The short answer is yes, others have seen it.  There's another thread on here about it, but a few days ago, something broke ping on TMHI.  For me around 1 in 20 pings get a reply, today over 200ms(usually 40).

I'm running pinginfoview from nirsoft, which lets you set the port it uses. Webservers respond usually on port 80, DNS 53.  This lets me do a periodic ping to check my connection.  My connection has been more stable since they broke the ping, so there is a bright side.

Yeah That's a problem, I am using a NETGATE 4100 Firewall with Starlink and T-Mobile in a failover configuration with the TMHI as the secondary and Starlink as primary. If Starlink goes offline which, it does in heavy rain the NETGATE switches to the TMHI until Starlink comes back online then it switches back. This has worked well until a couple of days ago. The problem is that the NETGATE uses Ping and Packet loss to determine an offline condition and with the excessive latency and packet loss on TMHI it thinks it is offline all the time and won't switch so no internet access when Starlink goes off line.

I tried to find how to set the netgate to use a different port for its ping, but had no luck.  Another user yesterday mentioned the same thing.  It's funny, because when I run a speedtest, the pings seem normal.  I don't know what's different.  Either the app, or www.speedtest.net still see normal ping response.

IMO ping to an open internet host is not a reliable gauge of connectivity.

I have been running tailscale to another host (also behind TMHI at another house) to determine if we are both connected.  "tailscale ping <host>" runs every 5 minutes and has been working very reliably.  You might consider that or a similar VPN solution to determine when you want to failover.

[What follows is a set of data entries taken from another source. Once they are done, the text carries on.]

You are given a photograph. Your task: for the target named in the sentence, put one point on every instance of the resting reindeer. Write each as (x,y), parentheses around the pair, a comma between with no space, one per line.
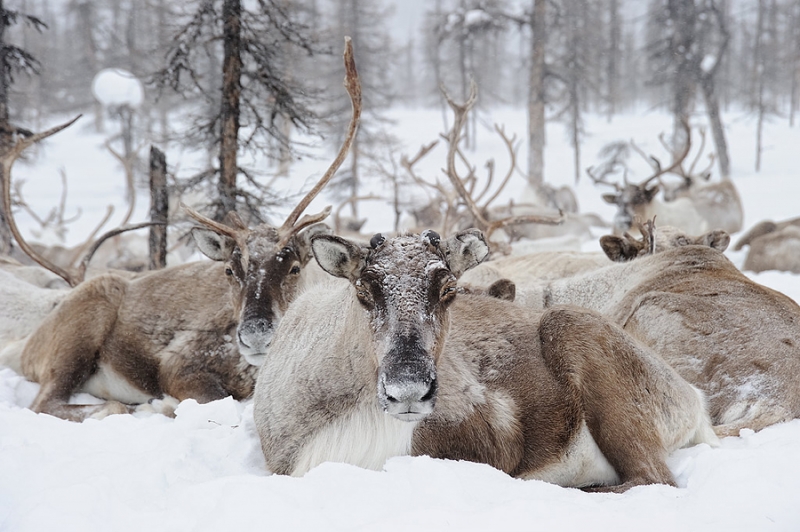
(186,331)
(773,246)
(734,339)
(394,363)
(537,268)
(698,207)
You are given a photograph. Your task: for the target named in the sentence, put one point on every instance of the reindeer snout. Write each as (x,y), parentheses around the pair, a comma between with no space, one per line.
(254,337)
(407,390)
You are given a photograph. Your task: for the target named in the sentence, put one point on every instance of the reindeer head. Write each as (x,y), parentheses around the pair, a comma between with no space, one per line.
(626,247)
(264,266)
(405,284)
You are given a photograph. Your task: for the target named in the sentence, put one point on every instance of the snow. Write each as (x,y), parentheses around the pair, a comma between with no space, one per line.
(203,470)
(116,86)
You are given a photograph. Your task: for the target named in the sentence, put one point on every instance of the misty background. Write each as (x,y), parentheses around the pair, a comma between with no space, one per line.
(230,78)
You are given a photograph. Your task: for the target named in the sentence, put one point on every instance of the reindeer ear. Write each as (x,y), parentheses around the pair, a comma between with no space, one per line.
(503,289)
(618,249)
(302,240)
(465,250)
(718,240)
(610,198)
(650,193)
(338,257)
(213,245)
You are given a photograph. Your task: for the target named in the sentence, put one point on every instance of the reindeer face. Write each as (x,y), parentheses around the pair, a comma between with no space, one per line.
(264,277)
(632,201)
(405,285)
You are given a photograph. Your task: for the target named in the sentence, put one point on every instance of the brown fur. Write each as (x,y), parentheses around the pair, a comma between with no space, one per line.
(524,391)
(166,333)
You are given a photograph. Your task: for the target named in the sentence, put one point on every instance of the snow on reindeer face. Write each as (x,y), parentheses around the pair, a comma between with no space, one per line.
(406,287)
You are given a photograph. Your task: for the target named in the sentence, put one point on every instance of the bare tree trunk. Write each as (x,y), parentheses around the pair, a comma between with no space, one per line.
(231,90)
(615,33)
(6,238)
(759,76)
(159,209)
(717,131)
(536,97)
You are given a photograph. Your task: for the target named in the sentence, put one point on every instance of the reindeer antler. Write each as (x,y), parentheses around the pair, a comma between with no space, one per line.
(352,84)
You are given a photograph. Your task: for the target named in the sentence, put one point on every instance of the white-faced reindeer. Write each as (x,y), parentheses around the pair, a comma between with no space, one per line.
(395,362)
(186,331)
(696,205)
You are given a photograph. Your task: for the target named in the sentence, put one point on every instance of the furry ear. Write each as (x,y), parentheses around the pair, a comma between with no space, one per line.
(610,198)
(338,257)
(302,240)
(213,245)
(618,249)
(464,250)
(718,240)
(503,289)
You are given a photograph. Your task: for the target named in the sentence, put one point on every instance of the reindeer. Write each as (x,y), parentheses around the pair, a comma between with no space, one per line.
(733,338)
(696,208)
(773,246)
(395,362)
(189,331)
(533,269)
(776,250)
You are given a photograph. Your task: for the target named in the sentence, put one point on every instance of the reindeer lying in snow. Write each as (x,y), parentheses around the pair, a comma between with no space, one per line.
(564,396)
(186,331)
(734,339)
(773,246)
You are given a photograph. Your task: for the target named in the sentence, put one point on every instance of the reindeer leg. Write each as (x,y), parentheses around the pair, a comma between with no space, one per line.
(636,407)
(64,351)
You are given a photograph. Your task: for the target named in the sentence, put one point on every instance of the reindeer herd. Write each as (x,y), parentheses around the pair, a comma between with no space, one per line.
(581,369)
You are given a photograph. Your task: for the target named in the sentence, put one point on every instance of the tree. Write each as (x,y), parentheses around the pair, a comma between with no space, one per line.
(13,59)
(686,55)
(254,86)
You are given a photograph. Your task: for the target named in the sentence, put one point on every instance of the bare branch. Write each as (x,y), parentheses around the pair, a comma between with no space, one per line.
(352,84)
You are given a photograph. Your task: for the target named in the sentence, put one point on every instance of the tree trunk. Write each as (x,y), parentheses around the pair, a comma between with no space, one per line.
(6,239)
(720,144)
(613,57)
(229,117)
(159,209)
(536,125)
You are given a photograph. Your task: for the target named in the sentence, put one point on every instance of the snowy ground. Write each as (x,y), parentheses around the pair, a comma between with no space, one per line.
(203,470)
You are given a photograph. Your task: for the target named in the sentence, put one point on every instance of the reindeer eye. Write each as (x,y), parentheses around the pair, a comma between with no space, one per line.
(448,292)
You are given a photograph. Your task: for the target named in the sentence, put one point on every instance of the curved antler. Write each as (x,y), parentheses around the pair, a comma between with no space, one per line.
(352,84)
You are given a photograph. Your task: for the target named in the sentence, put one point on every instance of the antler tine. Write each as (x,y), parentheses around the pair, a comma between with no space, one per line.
(677,162)
(601,180)
(211,224)
(7,162)
(459,119)
(352,84)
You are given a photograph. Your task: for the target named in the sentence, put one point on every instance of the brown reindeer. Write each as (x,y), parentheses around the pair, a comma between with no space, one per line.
(186,331)
(395,362)
(735,339)
(697,206)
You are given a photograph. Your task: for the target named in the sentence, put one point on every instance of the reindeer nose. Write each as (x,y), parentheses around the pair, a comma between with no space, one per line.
(254,336)
(408,397)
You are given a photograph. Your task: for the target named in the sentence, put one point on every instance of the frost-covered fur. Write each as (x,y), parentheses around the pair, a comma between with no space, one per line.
(564,396)
(778,250)
(183,332)
(734,339)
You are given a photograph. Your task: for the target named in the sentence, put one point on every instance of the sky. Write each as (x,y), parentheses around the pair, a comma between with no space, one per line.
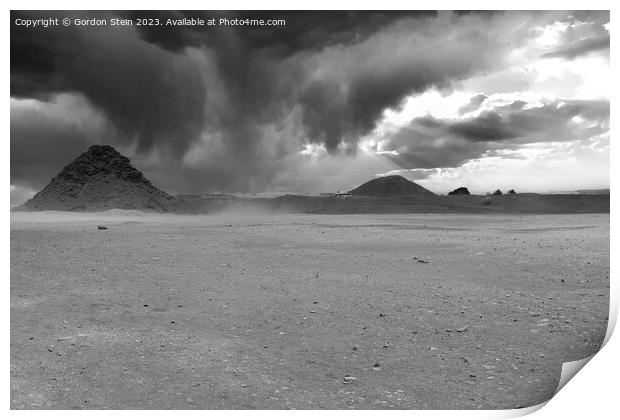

It is correct that a ping is not a reliable gauge of connectivity, but it is often used.  It seems to be what  is used by the Netgate firewall Skull52 has.

Mark,

You are correct ping is the only way to detect a down condition with pfsence. This was working for 2 months until just a couple of days ago. I have the Arcadyan KVD21 Gateway and I contacted support today told them the issue about the ridiculous latency and the 1 in 20 ping replies and 85% - 100% packet loss and that there were others complaining about the same issue the tech said they were aware of an issue but the Arcadyan was not affected, so they did the same old process of re-provisioning the gateway which of course didn't fix it so now they are sending me a replacement Arcadyan we will see if that fixes it. 

I can tell you it probably won't fix the ping.  I have the sagemcom, and have the same thing, over 90% of pings fail.  Something has broken icmp on TMHI.  I would expect them to fix it eventually, way too many people and devices use ping to monitor connectivity.  It is technically not a correct gauge, but it is often the only one available.